After the puja, the divinity of the goddess descends into the girl, said a monk of Ramakrishna Mission. As per Hindu mythology, goddess Durga killed Chando and Mundo, two demons at the confluence (Sandhi) of Mahashtami and Mahanavami.Large number of crowd was witnessed at the premises of the Durga Bari temple to offer prayers to Goddess Durga.  

Astami Bhog (Maha Bhog) also signifies Durga puja Astami. Durga Puja is the biggest festival in the Eastern part of India when lakhs of people take on the streets to see the Durga idols and marquees.

The morning rush was seen even yesterday on the auspicious day of Maha Saptami. People gathered to offer morning prayers as the rituals began with ‘pran pratistha’.

With this process, the deity was symbolically endowed with life and invoked in a group of nine plants bunched together — the Navapatrika.

In Tripura many puja’s have been organised with diverse themes, lightings and decorations wooing the people.

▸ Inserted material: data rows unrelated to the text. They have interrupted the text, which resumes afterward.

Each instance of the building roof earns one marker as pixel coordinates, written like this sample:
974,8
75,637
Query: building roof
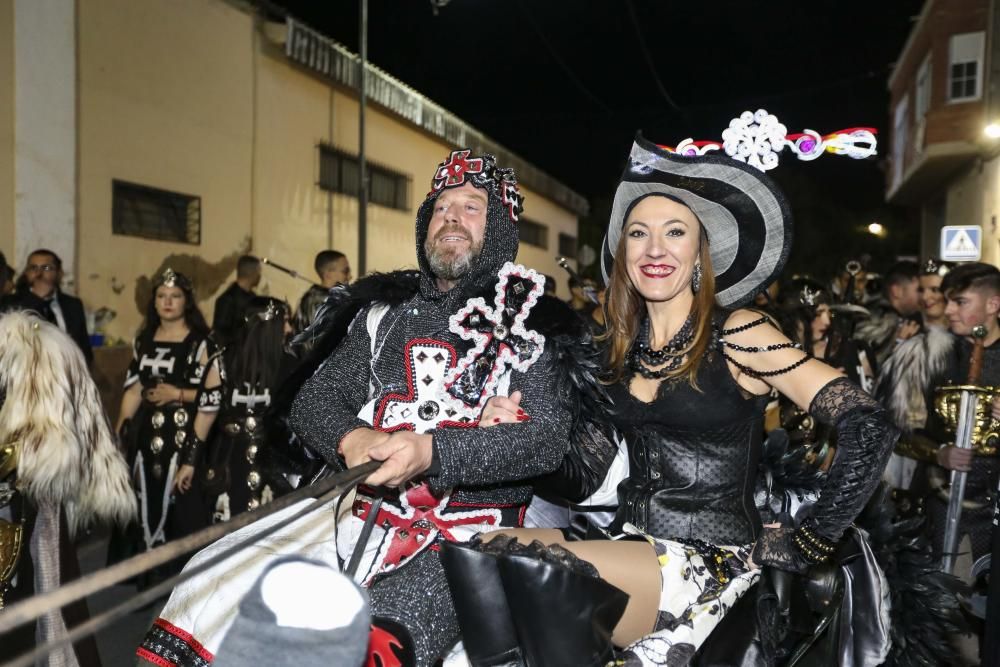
313,50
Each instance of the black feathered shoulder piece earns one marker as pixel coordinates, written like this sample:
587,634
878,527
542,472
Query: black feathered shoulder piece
578,364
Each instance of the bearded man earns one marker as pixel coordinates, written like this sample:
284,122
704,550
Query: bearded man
406,363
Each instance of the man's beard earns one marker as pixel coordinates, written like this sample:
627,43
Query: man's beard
450,263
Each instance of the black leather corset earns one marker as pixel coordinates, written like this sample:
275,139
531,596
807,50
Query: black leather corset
693,483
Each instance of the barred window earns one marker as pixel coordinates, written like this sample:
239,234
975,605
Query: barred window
567,246
338,172
533,233
151,213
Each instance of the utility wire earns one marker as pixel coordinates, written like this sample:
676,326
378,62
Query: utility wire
649,58
559,61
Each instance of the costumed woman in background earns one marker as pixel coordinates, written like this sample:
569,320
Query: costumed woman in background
689,237
907,380
161,385
808,315
239,386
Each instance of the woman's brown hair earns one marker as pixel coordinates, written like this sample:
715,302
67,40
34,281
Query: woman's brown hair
626,309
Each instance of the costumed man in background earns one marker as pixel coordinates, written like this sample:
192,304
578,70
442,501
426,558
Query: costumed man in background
405,384
973,293
896,316
38,289
333,269
60,469
228,317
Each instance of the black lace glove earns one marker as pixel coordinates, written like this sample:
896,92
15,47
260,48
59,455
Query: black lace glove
775,548
193,447
865,438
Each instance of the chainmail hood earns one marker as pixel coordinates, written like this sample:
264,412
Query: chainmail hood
500,240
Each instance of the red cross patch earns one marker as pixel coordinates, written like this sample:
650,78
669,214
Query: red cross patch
454,171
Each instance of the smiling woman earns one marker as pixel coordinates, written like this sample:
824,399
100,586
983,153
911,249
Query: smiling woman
690,240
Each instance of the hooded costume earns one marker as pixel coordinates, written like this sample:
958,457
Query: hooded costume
394,352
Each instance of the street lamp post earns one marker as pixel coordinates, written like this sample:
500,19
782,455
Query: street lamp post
362,166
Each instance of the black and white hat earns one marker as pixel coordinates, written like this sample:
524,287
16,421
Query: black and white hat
744,214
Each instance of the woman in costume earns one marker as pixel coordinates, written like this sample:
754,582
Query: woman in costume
238,389
161,385
809,318
909,376
690,238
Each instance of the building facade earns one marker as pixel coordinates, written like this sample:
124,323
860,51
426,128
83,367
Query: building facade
136,135
942,165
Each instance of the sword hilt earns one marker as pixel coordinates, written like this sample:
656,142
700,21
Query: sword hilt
976,362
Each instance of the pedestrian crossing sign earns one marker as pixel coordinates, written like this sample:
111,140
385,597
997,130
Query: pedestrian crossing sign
961,243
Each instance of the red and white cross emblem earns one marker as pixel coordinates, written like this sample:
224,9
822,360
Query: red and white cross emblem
417,522
453,172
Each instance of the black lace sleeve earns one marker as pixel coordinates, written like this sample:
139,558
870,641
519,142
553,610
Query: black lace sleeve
865,438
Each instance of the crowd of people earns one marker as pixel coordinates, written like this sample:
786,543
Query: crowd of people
737,421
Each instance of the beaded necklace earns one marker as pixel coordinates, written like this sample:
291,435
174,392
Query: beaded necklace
670,356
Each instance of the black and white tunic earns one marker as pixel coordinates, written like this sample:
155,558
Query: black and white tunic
157,433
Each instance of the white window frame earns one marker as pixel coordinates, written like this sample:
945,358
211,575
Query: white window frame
900,137
922,86
962,49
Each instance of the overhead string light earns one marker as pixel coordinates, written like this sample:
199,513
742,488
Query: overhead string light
758,138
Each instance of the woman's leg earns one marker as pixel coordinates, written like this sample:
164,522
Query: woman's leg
631,566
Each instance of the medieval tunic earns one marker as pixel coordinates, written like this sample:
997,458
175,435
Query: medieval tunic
388,369
157,435
233,476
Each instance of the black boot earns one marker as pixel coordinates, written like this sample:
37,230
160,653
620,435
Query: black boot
564,613
480,603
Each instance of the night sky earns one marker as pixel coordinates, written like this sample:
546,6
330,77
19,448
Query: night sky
566,84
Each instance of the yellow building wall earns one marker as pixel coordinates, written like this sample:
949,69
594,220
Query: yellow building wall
165,100
7,130
189,96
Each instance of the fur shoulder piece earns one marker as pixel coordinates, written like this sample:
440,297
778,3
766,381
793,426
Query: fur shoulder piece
66,453
915,365
577,364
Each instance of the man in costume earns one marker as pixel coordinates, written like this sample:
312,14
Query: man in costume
973,292
39,290
408,360
895,317
333,269
907,379
228,317
60,469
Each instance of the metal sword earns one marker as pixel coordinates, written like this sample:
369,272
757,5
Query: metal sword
963,438
292,272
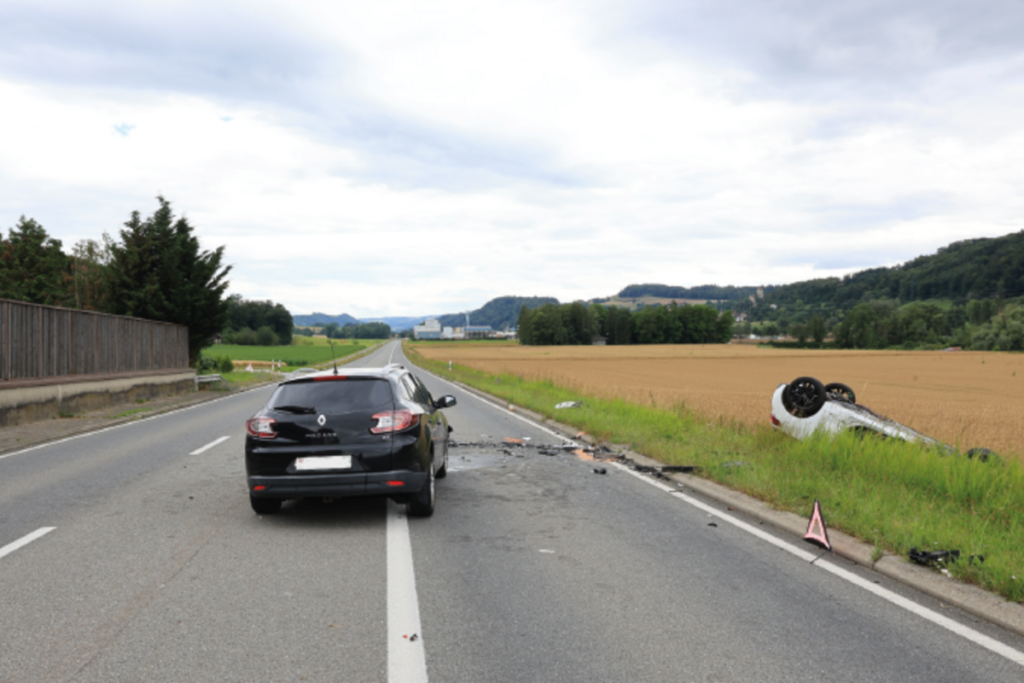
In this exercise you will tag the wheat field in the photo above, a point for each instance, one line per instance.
(966, 398)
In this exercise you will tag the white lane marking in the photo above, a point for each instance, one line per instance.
(510, 414)
(978, 638)
(128, 424)
(209, 445)
(407, 662)
(26, 540)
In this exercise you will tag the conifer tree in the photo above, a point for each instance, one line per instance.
(160, 272)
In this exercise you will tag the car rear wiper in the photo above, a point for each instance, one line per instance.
(300, 410)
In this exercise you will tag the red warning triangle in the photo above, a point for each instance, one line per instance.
(816, 531)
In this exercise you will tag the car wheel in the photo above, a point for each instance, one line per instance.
(804, 396)
(422, 503)
(983, 455)
(442, 472)
(841, 392)
(264, 506)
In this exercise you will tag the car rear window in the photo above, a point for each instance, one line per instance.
(335, 395)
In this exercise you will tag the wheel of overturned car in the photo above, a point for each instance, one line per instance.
(982, 455)
(422, 503)
(804, 396)
(841, 392)
(264, 506)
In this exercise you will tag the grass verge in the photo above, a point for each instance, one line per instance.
(293, 356)
(890, 494)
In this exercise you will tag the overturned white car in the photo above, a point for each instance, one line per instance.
(805, 406)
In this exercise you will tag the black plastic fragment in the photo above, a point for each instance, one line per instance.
(934, 557)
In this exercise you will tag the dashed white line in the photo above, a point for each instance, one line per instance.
(209, 445)
(407, 662)
(26, 540)
(127, 424)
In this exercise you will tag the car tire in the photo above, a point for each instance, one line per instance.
(840, 392)
(804, 396)
(264, 506)
(982, 455)
(442, 472)
(422, 503)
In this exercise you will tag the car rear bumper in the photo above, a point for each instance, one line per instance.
(337, 485)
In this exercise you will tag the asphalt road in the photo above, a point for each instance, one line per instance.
(532, 568)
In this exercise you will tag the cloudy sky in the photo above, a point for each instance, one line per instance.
(400, 157)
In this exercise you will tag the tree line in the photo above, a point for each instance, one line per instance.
(155, 270)
(253, 323)
(352, 331)
(579, 324)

However, The idol of Goddess Durga of Durga Bari temple is widely known among people for its distinctive structure of the Goddess Durga with only two hands at her back.The idol is distinctive because, mythology says that Goddess Durga won over the evil buffalo demon Mahisasura with ten hands. The puja started nearly 200 years ago by King Radha Kishore Manikya Bahadur in the Durgabari premises. It still enjoys state patronage with the state administration sanctioning lakhs of Rupees for the puja every year.

Interestingly, the goddess has only two arms at the Durgabari Temple where the rituals are 200 years old and is currently organized by the state's Communist government. In the early nineteenth century, Krishna Kishore Manikya Bahadur's queen fainted after seeing the goddess with ten arms.